A generalized framework for estimating snakebite underreporting using statistical models: A study in Colombia.
BACKGROUND: Snakebite envenoming is a neglected tropical disease affecting deprived populations, and its burden is underestimated in some regions where patients prefer using traditional medicine, case reporting systems are deficient, or health systems are inaccessible to at-risk populations. Thus, the development of strategies to optimize disease management is a major challenge. We propose a framework that can be used to estimate total snakebite incidence at a fine political scale.
METHODOLOGY/PRINCIPAL FINDINGS: First, we generated fine-scale snakebite risk maps based on the distribution of venomous snakes in Colombia. We then used a generalized mixed-effect model that estimates total snakebite incidence based on risk maps, poverty, and travel time to the nearest medical center. Finally, we calibrated our model with snakebite data in Colombia from 2010 to 2019 using the Markov-chain-Monte-Carlo algorithm. Our results suggest that 10.19% of total snakebite cases (532.26 yearly envenomings) are not reported and these snakebite victims and do not seek medical attention, and that populations in the Orinoco and Amazonian regions are the most at-risk and show the highest percentage of underreporting. We also found that variables such as precipitation of the driest month and mean temperature of the warmest quarter influences the suitability of environments for venomous snakes rather than absolute temperature or rainfall.

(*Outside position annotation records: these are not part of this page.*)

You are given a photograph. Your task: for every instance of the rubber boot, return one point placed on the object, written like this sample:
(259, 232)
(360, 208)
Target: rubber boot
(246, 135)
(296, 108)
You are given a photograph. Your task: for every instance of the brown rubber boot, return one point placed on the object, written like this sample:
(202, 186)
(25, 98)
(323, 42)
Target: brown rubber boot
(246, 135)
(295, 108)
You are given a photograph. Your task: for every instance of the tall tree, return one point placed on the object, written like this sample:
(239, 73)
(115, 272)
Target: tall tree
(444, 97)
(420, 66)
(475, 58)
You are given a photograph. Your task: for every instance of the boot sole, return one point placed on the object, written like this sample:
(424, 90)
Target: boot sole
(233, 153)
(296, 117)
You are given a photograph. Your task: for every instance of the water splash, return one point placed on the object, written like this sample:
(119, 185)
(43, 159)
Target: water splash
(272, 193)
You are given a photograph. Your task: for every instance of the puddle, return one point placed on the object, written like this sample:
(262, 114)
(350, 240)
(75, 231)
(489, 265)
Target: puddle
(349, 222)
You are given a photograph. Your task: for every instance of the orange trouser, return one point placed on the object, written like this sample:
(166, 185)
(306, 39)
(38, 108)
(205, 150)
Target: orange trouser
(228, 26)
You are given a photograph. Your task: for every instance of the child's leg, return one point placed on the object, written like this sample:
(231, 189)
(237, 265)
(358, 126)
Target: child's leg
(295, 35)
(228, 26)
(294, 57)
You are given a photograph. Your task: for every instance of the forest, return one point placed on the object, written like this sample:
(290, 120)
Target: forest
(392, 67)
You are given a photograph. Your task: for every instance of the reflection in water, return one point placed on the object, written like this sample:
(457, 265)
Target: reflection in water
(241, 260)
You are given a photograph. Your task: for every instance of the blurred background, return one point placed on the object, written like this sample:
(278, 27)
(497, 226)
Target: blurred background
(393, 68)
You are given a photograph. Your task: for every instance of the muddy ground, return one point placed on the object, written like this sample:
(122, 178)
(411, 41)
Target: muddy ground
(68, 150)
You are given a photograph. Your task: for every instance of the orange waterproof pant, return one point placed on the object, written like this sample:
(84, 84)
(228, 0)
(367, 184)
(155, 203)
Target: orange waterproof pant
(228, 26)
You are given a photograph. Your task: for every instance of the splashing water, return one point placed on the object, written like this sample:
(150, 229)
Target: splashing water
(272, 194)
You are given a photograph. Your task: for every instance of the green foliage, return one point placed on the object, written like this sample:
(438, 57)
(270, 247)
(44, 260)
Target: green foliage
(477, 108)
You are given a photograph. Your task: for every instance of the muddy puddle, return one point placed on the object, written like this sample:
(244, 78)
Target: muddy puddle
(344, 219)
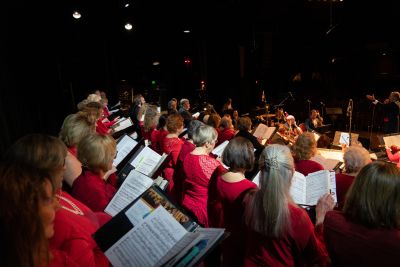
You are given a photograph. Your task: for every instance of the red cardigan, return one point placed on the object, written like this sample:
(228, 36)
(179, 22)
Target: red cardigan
(92, 190)
(352, 244)
(300, 247)
(225, 210)
(72, 241)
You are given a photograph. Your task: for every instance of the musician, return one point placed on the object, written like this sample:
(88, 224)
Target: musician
(313, 121)
(391, 109)
(291, 126)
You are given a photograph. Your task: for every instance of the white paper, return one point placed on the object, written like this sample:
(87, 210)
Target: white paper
(146, 161)
(133, 186)
(220, 149)
(148, 242)
(124, 146)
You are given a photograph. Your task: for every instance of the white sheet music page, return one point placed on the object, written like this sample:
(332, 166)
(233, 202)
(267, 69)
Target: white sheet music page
(133, 186)
(124, 146)
(148, 242)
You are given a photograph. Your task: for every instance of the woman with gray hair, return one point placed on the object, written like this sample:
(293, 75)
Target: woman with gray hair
(198, 168)
(355, 158)
(279, 232)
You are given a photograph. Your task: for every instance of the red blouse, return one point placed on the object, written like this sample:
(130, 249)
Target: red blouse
(156, 139)
(352, 244)
(92, 190)
(225, 134)
(299, 247)
(198, 170)
(171, 146)
(74, 225)
(225, 210)
(179, 177)
(307, 166)
(343, 183)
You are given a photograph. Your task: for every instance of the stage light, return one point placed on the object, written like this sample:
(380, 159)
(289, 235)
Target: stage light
(76, 15)
(128, 26)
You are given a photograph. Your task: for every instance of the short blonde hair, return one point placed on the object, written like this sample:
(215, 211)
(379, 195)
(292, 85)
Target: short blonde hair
(204, 134)
(74, 128)
(355, 157)
(305, 146)
(96, 151)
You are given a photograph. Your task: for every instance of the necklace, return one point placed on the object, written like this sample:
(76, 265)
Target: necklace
(75, 209)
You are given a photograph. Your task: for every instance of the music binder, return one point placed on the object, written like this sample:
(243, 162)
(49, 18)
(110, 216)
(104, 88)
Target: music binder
(154, 231)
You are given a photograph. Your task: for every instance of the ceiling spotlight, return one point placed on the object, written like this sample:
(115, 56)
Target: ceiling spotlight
(128, 26)
(76, 15)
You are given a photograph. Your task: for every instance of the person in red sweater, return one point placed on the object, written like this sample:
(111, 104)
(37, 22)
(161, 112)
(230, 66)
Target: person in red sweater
(279, 232)
(355, 157)
(198, 168)
(187, 147)
(225, 195)
(74, 222)
(226, 132)
(367, 232)
(27, 211)
(172, 145)
(96, 152)
(304, 149)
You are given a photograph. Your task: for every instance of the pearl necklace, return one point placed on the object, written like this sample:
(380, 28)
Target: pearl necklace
(75, 209)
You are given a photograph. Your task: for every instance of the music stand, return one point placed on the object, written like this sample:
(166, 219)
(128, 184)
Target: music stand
(343, 138)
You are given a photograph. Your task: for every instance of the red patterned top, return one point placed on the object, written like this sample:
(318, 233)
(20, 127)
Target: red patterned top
(225, 210)
(171, 146)
(198, 170)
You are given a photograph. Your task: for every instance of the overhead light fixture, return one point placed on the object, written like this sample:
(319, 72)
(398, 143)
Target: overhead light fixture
(76, 15)
(128, 26)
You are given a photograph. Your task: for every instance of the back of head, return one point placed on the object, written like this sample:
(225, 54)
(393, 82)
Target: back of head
(204, 134)
(244, 124)
(305, 146)
(21, 228)
(38, 151)
(268, 213)
(97, 151)
(74, 128)
(374, 198)
(355, 157)
(238, 155)
(193, 125)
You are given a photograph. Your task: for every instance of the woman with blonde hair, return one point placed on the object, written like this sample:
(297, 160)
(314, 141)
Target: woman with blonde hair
(367, 232)
(304, 149)
(279, 232)
(96, 152)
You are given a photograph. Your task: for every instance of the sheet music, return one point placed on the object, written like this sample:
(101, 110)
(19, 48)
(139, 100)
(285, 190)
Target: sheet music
(145, 244)
(146, 161)
(317, 184)
(124, 146)
(220, 149)
(133, 186)
(298, 188)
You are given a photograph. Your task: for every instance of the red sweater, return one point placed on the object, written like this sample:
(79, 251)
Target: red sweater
(299, 247)
(72, 241)
(352, 244)
(343, 183)
(225, 210)
(92, 190)
(307, 166)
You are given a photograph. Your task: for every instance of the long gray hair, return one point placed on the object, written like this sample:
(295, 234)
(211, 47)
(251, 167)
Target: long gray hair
(268, 212)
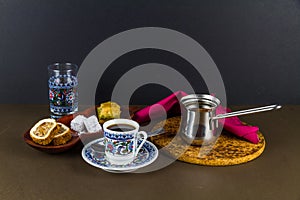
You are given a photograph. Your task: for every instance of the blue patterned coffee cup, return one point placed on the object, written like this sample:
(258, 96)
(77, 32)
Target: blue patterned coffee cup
(122, 140)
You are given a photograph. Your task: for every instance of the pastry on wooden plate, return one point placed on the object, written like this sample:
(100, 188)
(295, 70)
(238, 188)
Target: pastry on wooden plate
(62, 134)
(42, 132)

CONCLUSIONS/SIGNIFICANCE: Our framework permits snakebite underreporting to be estimated using data on snakebite incidence and surveillance, presence locations for the most medically significant venomous snake species, and openly available information on population size, poverty, climate, land cover, roads, and the locations of medical centers. Thus, our algorithm could be used in other countries to estimate total snakebite incidence and improve disease management strategies; however, this framework does not serve as a replacement for a surveillance system, which should be made a priority in countries facing similar public health challenges.